In 2019, Catholic bishops from around the world lobbied Biya to stop the bloodshed and enter talks. The government has previously declined an offer by local bishops to mediate. According to Anglophone media sources, Christians are no longer free to attend Mass in some mission stations, and all sides are accused of harassing the church and priests. Anglophone priests have been kidnapped, and several have been killed.
Judith Nwana, co-chair of the Coalition for Dialogue and Negotiations, comments, “The Cameroon government has never committed in good faith the willingness to negotiate. They will only accept international mediation and negotiations if pressured by the international community. The Vatican can leverage its influence within the international, political and diplomatic arena to make that happen because the atrocities being committed on Southern Cameroonians is no other than a genocide. The Coalition for Dialogue and Negotiations is hopeful that Southern Cameroonians and armed leaders would accept a multilateral mediation initiative led by the Vatican, the United States, and other allies for a negotiated settlement to be reached, one that is credible, without any pre-conditions and addresses the root cause(s) of the civil war.”
Background to the conflict
The Anglophone area is also known as the former British Southern Cameroons, because of the UK’s colonial legacy. The unrest began in 2016 when the Francophone government tried to impose French law on Anglophone courts practicing English common law. Yaounde officials also sent French-speakers to teach a French curriculum in Anglophone schools which traditionally teach a UK curriculum.

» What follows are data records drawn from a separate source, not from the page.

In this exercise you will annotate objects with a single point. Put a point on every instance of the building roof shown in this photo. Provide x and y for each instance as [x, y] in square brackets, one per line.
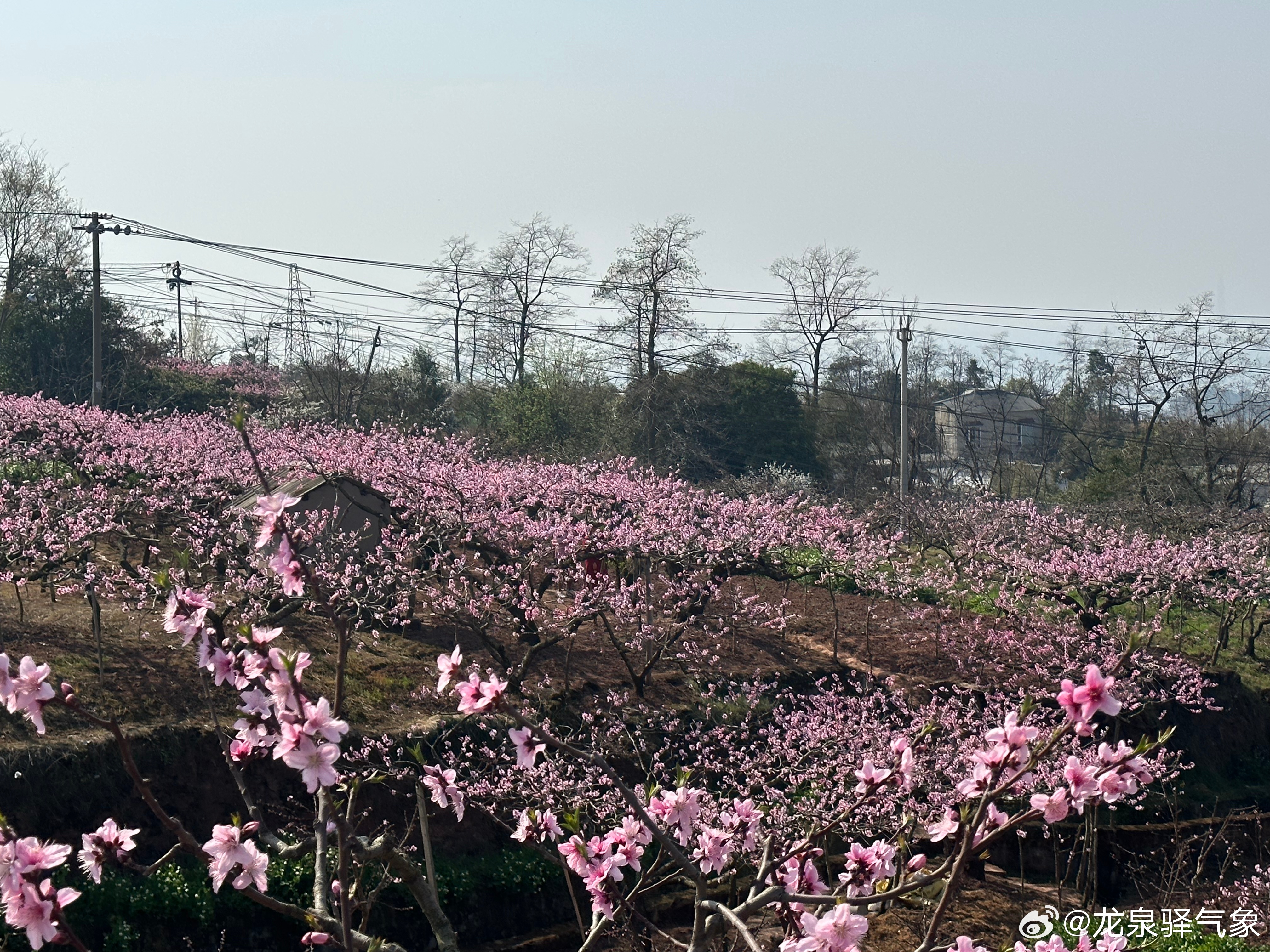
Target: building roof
[986, 400]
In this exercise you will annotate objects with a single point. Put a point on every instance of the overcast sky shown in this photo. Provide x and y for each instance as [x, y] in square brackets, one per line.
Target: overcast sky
[1061, 155]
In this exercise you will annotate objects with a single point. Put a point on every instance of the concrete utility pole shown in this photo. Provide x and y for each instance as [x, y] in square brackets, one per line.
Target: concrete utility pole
[906, 336]
[176, 281]
[96, 228]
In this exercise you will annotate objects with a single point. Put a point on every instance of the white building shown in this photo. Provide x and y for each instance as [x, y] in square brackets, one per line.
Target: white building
[982, 426]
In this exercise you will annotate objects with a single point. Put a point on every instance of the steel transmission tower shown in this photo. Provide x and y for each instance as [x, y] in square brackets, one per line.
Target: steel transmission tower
[296, 328]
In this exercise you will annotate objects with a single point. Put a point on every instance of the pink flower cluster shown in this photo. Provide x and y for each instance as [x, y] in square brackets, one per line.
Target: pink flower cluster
[284, 562]
[1118, 772]
[31, 902]
[538, 827]
[27, 691]
[107, 843]
[441, 784]
[229, 852]
[1004, 762]
[1081, 702]
[601, 861]
[1108, 944]
[279, 715]
[839, 930]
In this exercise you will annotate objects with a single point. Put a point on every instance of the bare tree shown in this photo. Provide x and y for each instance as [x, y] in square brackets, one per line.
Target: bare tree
[1227, 408]
[454, 291]
[827, 289]
[33, 230]
[201, 342]
[530, 267]
[648, 281]
[1158, 376]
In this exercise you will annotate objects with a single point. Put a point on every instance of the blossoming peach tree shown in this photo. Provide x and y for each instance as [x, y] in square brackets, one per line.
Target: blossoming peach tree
[741, 804]
[742, 856]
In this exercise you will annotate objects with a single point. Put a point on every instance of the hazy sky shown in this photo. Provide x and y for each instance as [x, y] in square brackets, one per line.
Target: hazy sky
[1062, 155]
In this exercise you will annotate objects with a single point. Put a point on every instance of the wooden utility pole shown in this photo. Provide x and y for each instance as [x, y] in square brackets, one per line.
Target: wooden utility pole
[176, 281]
[96, 228]
[906, 336]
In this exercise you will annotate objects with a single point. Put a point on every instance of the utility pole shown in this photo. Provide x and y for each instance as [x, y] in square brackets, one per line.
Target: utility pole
[906, 336]
[366, 376]
[96, 228]
[176, 281]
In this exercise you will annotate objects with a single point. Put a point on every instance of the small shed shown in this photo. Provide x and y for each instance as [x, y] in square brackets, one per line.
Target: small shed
[361, 509]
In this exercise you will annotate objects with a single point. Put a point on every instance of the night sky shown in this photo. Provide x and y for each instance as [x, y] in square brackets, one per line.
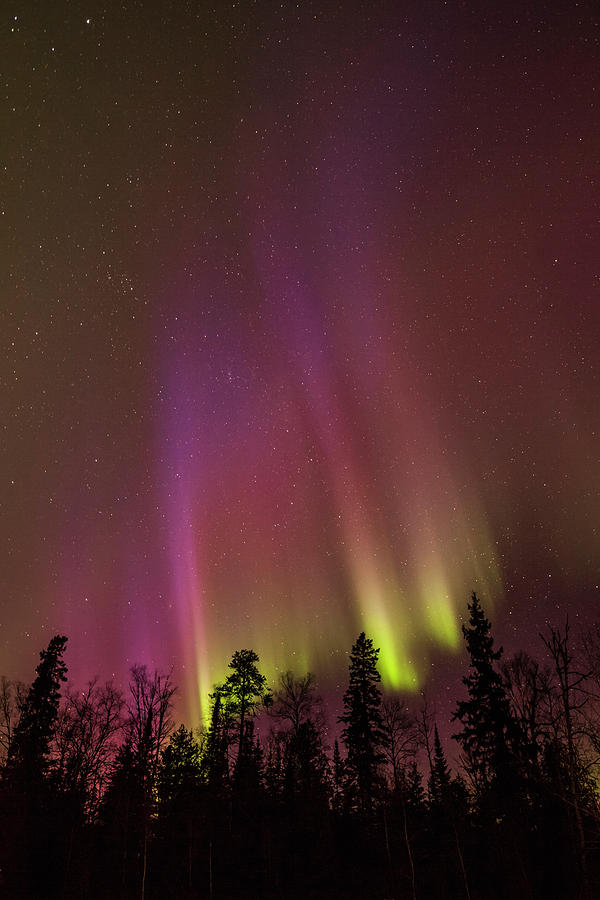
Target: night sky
[300, 332]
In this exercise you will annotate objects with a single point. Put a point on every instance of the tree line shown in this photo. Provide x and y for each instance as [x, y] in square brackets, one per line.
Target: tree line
[102, 796]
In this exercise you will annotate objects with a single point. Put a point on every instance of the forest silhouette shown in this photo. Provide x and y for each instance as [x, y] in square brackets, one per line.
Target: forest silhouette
[102, 796]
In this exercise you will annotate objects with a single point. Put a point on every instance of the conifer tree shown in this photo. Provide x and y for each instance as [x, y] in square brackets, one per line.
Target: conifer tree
[243, 690]
[485, 714]
[363, 733]
[29, 754]
[440, 779]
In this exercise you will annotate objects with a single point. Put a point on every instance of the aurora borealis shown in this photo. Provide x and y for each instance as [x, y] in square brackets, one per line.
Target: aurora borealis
[300, 332]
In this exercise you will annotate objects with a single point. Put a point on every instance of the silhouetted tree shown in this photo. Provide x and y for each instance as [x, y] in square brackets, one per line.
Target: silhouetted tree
[485, 714]
[34, 827]
[244, 689]
[29, 754]
[88, 730]
[363, 733]
[12, 699]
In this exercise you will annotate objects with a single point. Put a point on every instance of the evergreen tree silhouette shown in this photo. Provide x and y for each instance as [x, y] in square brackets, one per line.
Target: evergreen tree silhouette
[363, 733]
[34, 828]
[485, 714]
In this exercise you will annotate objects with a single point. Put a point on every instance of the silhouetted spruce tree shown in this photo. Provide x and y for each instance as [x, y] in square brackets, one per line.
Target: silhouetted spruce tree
[34, 830]
[363, 733]
[29, 755]
[181, 813]
[440, 780]
[485, 714]
[215, 753]
[244, 689]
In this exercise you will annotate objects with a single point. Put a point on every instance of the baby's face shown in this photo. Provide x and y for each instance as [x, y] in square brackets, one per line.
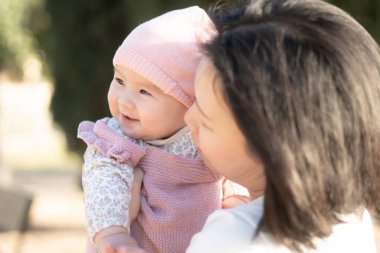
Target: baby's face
[142, 109]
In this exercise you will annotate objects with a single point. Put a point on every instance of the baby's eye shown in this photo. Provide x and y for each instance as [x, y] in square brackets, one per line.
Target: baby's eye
[144, 92]
[119, 81]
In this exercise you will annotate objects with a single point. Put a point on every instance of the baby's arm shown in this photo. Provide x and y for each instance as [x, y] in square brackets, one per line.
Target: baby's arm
[233, 194]
[107, 188]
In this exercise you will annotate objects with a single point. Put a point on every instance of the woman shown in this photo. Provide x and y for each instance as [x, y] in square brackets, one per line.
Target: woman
[287, 105]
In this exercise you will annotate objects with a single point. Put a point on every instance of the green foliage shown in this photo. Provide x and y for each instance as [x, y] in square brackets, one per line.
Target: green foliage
[15, 41]
[79, 39]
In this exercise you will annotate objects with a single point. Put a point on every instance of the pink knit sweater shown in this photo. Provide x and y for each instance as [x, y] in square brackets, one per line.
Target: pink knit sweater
[177, 196]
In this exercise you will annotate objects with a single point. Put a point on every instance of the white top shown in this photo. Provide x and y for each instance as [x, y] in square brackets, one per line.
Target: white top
[107, 183]
[232, 230]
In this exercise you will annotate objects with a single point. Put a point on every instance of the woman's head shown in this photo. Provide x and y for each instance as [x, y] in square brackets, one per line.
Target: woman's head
[301, 79]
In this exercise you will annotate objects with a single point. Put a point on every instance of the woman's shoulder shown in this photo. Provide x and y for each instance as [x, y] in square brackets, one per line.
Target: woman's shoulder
[234, 230]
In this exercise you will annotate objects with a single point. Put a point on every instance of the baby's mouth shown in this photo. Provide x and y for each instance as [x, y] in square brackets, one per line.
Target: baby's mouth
[129, 118]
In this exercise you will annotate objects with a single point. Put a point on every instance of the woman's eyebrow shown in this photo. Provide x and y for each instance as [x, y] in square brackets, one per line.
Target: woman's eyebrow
[202, 112]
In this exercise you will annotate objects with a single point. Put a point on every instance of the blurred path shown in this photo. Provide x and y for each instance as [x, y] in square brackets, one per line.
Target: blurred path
[56, 217]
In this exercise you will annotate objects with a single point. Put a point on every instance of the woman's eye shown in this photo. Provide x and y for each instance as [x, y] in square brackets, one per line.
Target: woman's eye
[119, 81]
[144, 92]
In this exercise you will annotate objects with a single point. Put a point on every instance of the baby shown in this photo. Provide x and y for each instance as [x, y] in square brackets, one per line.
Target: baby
[151, 90]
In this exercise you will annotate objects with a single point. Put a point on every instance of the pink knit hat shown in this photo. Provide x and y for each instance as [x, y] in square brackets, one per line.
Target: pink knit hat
[165, 50]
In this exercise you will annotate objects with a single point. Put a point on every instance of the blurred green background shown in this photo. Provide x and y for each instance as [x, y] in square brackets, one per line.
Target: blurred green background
[75, 40]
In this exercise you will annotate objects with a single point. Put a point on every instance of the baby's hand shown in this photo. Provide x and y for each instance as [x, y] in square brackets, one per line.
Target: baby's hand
[129, 250]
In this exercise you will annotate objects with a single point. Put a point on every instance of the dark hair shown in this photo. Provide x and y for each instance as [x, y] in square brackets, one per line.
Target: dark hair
[302, 80]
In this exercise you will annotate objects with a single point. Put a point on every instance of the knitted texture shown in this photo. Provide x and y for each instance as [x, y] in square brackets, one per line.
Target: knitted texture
[165, 50]
[177, 196]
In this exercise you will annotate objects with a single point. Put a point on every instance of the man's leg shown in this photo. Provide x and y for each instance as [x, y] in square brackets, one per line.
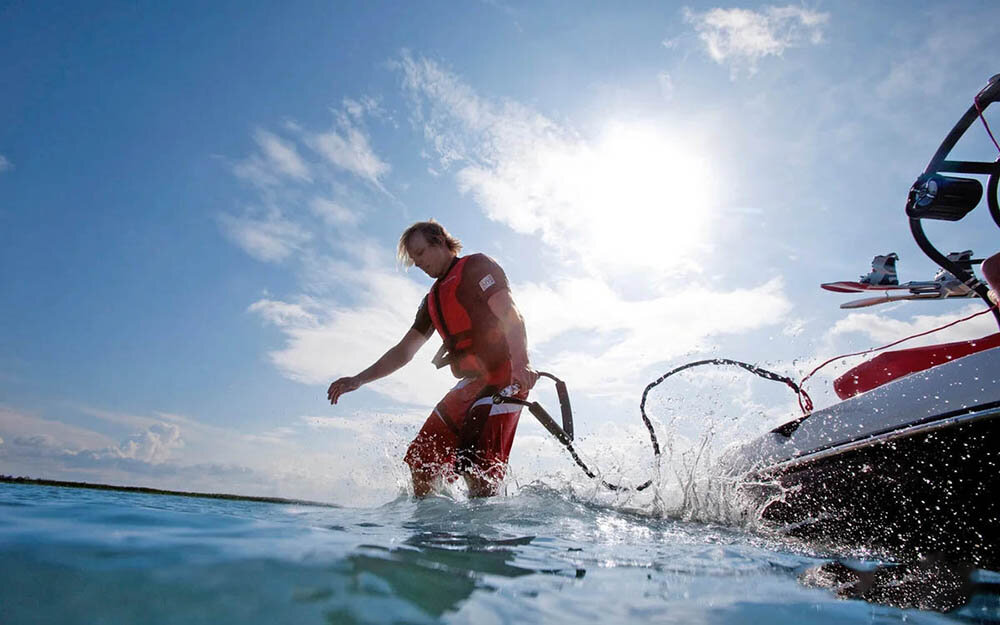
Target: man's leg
[487, 460]
[432, 452]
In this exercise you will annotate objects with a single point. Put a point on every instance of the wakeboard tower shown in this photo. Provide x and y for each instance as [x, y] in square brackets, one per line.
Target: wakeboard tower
[883, 278]
[908, 461]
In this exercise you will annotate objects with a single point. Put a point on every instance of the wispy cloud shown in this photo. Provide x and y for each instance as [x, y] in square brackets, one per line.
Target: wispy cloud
[282, 155]
[326, 339]
[742, 37]
[611, 203]
[270, 239]
[347, 148]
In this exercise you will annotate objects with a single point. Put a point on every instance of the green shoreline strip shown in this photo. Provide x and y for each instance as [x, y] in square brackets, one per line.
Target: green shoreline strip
[155, 491]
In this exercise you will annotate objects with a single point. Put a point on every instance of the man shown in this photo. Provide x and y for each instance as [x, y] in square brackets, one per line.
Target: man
[486, 346]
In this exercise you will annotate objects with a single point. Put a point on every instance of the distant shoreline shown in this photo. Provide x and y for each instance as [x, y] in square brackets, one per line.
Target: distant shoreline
[9, 479]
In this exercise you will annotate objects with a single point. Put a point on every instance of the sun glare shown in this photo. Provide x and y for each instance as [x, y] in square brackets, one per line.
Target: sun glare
[646, 198]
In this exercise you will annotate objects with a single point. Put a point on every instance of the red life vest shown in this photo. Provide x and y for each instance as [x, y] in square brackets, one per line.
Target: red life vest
[454, 324]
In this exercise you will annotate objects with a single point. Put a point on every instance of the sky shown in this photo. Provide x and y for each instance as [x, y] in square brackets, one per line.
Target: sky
[199, 207]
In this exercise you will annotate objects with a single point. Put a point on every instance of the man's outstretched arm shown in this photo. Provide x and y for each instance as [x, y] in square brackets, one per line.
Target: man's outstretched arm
[397, 356]
[517, 339]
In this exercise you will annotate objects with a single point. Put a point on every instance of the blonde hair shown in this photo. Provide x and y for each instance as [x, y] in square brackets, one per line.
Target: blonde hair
[433, 232]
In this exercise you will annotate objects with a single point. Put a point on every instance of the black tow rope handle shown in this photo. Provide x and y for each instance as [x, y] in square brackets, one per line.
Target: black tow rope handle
[565, 433]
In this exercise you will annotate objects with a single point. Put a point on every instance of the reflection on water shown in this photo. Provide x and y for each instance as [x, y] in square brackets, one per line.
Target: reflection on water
[538, 556]
[929, 584]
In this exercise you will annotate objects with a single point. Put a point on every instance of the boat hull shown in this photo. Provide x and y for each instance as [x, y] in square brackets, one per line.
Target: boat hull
[911, 469]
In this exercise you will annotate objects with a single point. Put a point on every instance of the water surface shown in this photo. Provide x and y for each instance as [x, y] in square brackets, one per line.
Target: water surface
[73, 555]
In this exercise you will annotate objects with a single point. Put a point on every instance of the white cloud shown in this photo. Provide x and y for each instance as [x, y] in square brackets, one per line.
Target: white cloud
[283, 314]
[271, 239]
[282, 155]
[333, 213]
[647, 331]
[611, 204]
[742, 37]
[348, 148]
[881, 329]
[330, 339]
[152, 446]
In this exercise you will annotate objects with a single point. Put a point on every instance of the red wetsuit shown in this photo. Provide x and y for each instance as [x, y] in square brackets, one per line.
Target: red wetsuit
[466, 431]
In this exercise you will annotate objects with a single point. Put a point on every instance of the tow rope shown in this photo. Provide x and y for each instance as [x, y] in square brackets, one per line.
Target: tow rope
[564, 433]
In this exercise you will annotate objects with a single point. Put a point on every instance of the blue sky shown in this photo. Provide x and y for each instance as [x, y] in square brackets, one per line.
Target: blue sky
[199, 207]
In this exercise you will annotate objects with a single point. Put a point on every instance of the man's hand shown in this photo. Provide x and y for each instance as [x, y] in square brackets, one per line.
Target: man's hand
[341, 386]
[525, 377]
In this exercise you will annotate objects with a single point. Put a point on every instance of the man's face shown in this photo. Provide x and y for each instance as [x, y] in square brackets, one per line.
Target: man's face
[432, 259]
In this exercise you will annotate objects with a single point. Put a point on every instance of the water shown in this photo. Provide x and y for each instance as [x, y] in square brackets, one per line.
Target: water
[87, 556]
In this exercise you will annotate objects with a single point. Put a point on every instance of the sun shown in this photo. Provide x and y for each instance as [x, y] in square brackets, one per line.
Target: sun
[646, 197]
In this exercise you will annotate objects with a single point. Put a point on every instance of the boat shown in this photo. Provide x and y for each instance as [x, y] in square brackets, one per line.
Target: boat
[907, 463]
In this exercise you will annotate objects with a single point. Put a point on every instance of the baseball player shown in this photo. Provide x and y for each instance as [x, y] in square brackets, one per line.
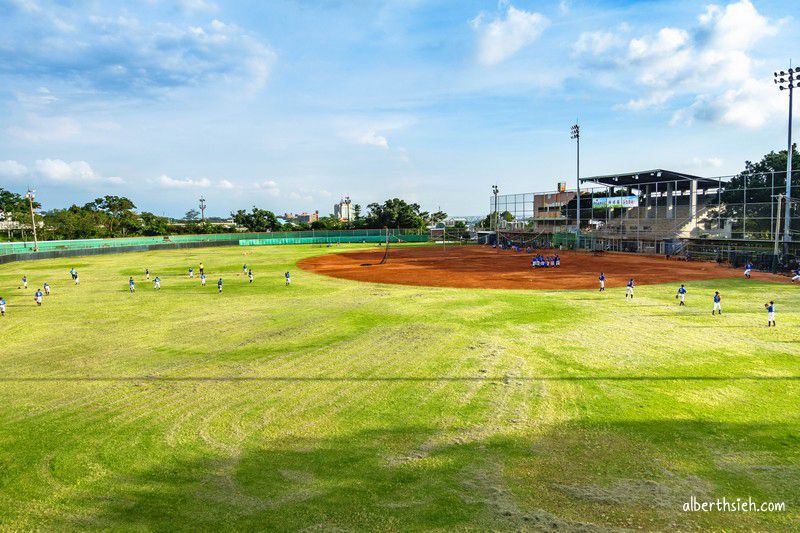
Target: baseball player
[717, 304]
[681, 295]
[770, 313]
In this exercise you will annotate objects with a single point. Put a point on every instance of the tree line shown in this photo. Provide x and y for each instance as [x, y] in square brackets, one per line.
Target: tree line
[117, 216]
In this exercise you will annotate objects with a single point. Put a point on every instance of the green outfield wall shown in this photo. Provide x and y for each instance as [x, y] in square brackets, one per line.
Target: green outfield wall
[17, 251]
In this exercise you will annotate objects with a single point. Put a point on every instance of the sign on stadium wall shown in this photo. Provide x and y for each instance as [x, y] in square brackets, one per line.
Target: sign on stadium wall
[615, 201]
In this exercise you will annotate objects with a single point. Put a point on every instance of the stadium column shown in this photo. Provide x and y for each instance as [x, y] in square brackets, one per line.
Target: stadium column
[670, 202]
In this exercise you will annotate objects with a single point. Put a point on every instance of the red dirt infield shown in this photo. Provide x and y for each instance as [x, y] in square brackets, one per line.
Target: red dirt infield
[484, 267]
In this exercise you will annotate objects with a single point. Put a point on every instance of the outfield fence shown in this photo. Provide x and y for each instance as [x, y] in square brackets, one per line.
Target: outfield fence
[22, 251]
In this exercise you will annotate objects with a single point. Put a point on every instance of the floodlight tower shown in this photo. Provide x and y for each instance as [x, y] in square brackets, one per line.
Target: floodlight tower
[575, 133]
[31, 194]
[788, 81]
[496, 191]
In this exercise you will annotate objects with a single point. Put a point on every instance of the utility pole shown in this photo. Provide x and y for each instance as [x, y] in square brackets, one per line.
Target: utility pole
[788, 80]
[30, 196]
[575, 133]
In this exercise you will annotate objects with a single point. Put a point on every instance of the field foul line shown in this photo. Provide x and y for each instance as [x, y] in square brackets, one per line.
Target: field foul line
[23, 379]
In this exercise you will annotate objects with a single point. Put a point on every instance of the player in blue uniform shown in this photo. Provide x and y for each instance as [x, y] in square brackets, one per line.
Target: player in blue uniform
[717, 303]
[681, 295]
[770, 313]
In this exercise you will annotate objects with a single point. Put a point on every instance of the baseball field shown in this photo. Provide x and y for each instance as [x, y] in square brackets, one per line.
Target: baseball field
[344, 404]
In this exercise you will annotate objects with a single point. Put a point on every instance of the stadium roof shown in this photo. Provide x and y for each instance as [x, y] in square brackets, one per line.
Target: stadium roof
[645, 177]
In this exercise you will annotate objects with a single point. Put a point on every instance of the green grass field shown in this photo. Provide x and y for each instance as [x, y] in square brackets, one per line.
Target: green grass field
[339, 405]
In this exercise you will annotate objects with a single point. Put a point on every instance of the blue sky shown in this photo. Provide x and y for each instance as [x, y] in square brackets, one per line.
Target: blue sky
[290, 105]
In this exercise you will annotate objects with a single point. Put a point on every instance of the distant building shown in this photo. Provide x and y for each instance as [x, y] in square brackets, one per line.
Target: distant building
[344, 210]
[301, 218]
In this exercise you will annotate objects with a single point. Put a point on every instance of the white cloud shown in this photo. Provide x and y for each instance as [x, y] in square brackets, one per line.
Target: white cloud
[269, 186]
[751, 106]
[712, 64]
[371, 138]
[503, 37]
[58, 170]
[12, 169]
[185, 183]
[596, 42]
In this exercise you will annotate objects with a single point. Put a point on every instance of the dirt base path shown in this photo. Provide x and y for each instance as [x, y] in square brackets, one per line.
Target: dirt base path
[485, 267]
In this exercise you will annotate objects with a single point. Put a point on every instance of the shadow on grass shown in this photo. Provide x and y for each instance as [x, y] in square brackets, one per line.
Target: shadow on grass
[574, 477]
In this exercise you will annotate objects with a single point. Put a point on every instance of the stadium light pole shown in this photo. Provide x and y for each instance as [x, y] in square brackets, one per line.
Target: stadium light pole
[788, 81]
[496, 191]
[30, 196]
[575, 133]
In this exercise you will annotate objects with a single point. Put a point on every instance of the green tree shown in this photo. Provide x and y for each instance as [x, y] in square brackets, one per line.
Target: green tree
[763, 179]
[118, 211]
[256, 220]
[394, 213]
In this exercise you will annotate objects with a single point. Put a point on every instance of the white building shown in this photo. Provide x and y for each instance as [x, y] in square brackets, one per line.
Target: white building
[344, 210]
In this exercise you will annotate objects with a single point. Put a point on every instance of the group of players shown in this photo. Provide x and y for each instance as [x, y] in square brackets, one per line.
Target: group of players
[39, 294]
[716, 299]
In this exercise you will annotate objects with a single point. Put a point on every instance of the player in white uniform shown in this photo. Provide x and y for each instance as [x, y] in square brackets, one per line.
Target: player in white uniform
[770, 314]
[681, 295]
[717, 304]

However, Anglophone grievances stretch back to independence, when it is alleged that promises to ensure the British Southern Cameroons remained a separate entity were broken. In a subsequent referendum, English speakers were not given the option of forming a sovereign country. In the 1970s, the Francophone government dissolved the federal system, leaving the Anglophone regions (20% of the population) marginalised.
Research by impartial human rights groups confirms that the Cameroon armed forces are implicated in atrocities, including destroying villages, and killing and torturing civilians, while Anglophone militia are accused of intimidating and killing civilians who defy them. Evidence of the mass rape of twenty women in Ebam by government troops has just been published by Human Rights Watch. The UN Office for the Coordination of Humanitarian Affairs (UNOCHA) reports that state security forces killed nine people, including children and the elderly, in Mautu in SW, and shot dead four teenagers in Meta Bamenda, in January.
The Biya government’s refusal to engage with moderate English-speaking civil society is thought to have contributed to increasingly violent tactics by Anglophone militias fighting for international recognition of a sovereign nation called Ambazonia. UNOCHA reports allegations that a school principal was killed by non-state armed groups in January, and that schools and teachers continue to be attacked and threatened.
In January, the US Senate passed an unprecedented bipartisan resolution condemning the violence and empowering the Biden administration to apply individually-targeted smart sanctions such as asset freezes and travel bans on those on all side who are implicated in human rights abuses. Despite pressure from Lord Alton, among others, the UK has resisted calls to follow the US Senate lead.